In the realm of political satire, the gold standard for the past 40 years has without a doubt been SNL. From Chevy Chase’s Gerald Ford all the way to Tina Fey’s Sarah Palin. But what made these clownish caricatures so amusing was that they were just crude caricatures. We knew that Ford didn’t constantly fall down as Chase portrayed him. Ford was an athlete in his youth but we saw him fall once and good writers exaggerated that real foible. Now that we know the president eats McDonald’s in bed for fear of being poisoned, what can be written that’s as outlandish as Sarah Palin thinking there is a talent portion to the vice presidential debate?

For instance, would it surprise you that Donald J. Trump wanted to hire professional look-alikes in order to make his job easier? Or that he destroyed the president’s desk in the oval office in a vain attempt to get rid of everything from the Obama presidency?

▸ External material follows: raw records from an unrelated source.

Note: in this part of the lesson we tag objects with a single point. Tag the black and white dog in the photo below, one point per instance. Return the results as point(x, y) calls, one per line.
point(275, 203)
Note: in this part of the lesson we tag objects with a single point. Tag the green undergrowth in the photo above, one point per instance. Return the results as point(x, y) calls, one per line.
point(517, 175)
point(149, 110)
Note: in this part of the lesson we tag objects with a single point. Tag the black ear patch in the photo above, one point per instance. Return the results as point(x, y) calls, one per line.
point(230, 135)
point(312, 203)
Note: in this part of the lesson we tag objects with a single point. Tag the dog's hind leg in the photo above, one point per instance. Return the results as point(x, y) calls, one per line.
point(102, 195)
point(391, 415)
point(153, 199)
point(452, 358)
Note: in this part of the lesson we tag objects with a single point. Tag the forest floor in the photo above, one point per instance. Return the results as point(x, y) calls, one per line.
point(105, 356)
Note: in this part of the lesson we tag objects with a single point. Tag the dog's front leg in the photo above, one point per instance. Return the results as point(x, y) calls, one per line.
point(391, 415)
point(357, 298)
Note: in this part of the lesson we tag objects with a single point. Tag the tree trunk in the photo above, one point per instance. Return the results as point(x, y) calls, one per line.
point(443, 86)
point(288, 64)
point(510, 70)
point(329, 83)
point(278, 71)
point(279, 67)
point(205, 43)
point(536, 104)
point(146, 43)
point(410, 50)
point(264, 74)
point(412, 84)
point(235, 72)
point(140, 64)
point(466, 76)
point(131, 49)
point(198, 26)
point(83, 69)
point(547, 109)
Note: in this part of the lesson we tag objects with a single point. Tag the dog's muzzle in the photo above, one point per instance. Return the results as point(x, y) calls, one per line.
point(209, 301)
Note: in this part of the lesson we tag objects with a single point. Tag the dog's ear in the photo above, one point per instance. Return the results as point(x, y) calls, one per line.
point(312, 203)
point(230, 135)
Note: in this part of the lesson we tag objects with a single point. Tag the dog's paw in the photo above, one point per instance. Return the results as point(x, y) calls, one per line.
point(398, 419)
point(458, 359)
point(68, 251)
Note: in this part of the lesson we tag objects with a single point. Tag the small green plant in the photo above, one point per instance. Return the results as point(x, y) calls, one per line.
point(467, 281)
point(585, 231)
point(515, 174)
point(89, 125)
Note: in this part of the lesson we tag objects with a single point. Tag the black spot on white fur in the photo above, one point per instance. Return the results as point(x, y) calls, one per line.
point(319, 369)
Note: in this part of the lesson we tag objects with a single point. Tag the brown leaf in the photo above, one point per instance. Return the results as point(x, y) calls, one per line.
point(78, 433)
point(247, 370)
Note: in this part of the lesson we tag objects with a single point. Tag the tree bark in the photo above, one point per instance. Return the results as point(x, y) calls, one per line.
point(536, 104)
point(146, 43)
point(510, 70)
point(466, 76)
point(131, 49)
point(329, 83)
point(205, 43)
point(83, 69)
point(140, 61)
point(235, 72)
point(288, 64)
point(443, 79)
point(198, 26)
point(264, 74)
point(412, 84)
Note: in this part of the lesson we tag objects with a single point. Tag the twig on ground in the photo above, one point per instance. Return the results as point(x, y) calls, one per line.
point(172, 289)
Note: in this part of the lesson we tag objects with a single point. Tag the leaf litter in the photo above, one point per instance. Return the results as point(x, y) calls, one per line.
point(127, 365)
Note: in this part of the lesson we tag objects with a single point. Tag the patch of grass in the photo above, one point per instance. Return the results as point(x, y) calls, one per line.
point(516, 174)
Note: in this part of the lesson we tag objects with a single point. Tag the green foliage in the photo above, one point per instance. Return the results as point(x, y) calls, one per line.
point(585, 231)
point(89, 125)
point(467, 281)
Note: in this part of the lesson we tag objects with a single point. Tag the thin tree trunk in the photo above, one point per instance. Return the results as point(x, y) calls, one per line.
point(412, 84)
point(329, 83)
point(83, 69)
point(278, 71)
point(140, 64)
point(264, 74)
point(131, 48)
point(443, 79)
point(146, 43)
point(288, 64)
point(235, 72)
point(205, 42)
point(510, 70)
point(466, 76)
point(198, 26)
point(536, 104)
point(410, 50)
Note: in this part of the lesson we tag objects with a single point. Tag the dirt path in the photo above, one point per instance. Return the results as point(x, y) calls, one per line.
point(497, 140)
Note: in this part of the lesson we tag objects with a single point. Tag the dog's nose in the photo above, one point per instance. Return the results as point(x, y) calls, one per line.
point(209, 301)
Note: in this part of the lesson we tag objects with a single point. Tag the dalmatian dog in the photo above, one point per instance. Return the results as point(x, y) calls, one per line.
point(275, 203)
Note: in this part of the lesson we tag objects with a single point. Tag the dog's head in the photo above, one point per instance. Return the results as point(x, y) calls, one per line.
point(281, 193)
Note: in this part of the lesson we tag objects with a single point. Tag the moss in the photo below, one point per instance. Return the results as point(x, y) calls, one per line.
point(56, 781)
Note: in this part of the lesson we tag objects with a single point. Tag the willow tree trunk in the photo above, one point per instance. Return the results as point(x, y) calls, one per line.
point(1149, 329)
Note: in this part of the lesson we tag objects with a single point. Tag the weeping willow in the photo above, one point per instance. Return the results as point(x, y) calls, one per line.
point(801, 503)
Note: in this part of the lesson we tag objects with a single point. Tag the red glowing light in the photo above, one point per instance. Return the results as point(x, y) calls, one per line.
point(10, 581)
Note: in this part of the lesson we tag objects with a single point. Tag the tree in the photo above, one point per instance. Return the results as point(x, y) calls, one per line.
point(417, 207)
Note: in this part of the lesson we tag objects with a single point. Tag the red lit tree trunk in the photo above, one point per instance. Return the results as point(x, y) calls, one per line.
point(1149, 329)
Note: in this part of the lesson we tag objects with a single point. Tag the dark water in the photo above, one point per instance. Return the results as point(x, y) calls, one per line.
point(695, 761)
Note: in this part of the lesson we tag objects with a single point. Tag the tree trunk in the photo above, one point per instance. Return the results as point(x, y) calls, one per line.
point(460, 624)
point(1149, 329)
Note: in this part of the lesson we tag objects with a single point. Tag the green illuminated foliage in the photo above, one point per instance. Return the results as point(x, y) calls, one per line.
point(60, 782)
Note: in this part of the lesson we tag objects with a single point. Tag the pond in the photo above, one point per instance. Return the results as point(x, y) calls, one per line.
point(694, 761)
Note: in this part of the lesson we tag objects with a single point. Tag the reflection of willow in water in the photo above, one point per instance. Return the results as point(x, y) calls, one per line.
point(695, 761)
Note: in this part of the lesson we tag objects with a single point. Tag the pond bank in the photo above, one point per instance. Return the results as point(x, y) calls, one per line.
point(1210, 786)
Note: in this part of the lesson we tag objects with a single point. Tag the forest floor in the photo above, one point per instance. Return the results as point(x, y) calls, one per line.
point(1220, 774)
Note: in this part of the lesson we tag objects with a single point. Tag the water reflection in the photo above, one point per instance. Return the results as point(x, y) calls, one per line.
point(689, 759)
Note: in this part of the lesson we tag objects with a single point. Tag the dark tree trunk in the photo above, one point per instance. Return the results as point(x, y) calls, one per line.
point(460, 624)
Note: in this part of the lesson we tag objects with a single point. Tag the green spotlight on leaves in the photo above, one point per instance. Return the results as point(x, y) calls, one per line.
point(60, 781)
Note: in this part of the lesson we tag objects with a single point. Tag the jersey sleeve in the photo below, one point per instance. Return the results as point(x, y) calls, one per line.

Or that he physically hugged a flag to show how patriotic he was? Or that he didn’t own a computer until 2007, or that he claimed he was, “the one that really broke the glass ceiling on behalf of women?”  Can you tell which ones are plots of Our Cartoon President and which are actual headlines? (The last three are real.)

So, is Trump satire-proof outside of five-minute cold-opens on SNL once a month? Can he only be properly approached in the frank language of stand-up comedy or a monologue? What is our part in this battle to Make America Laugh Again?

For starters, you cannot just put on a gold wig, red tie and a fat suit and expect America to guffaw at whatever lazy cheeseburger joke you tell. Obviously there is enough low-hanging fruit to fill one’s shopping cart, but we need intelligent humor now more than ever. One of the people that has actually accomplished this has been Dave Chappelle. In his recent stand up special Equanimity, Chappelle inevitably reached the topic of the 2016 election. For those that don’t know, Chappelle lives in rural Ohio and in 2016 he voted at his local polling place. The way that Chappelle describes the demographics in line to vote in 2016 is done with a deft hand as he says, “I didn’t see one deplorable face in that group.” He simply states that he was the only black man in the entire line, and then goes on to point out how naive these these poor white folks are because they think Trump will fight for them when in reality he’s going to fight for millionaires like Chappelle. And from there he is able to dissect the entire Trump phenomenon from the ground up, instead of putting forth his best hand motions and saying “yuge” until people stopped laughing.

In a case of incredible irony, the stupidity of the Trump administration and current political environment is calling for more intelligent humor. Writing jokes about this president and his cabinet is not the easy layup that many people (mostly viewers and not the comedians themselves) thought it would be after the election. When presidents were actually well-mannered and kept some semblance of dignity, we tore them down into buffoons. So how do we tear down what is already a smoldering pile of decency-rubble? Not with half-hearted half-court shots like Our Cartoon President.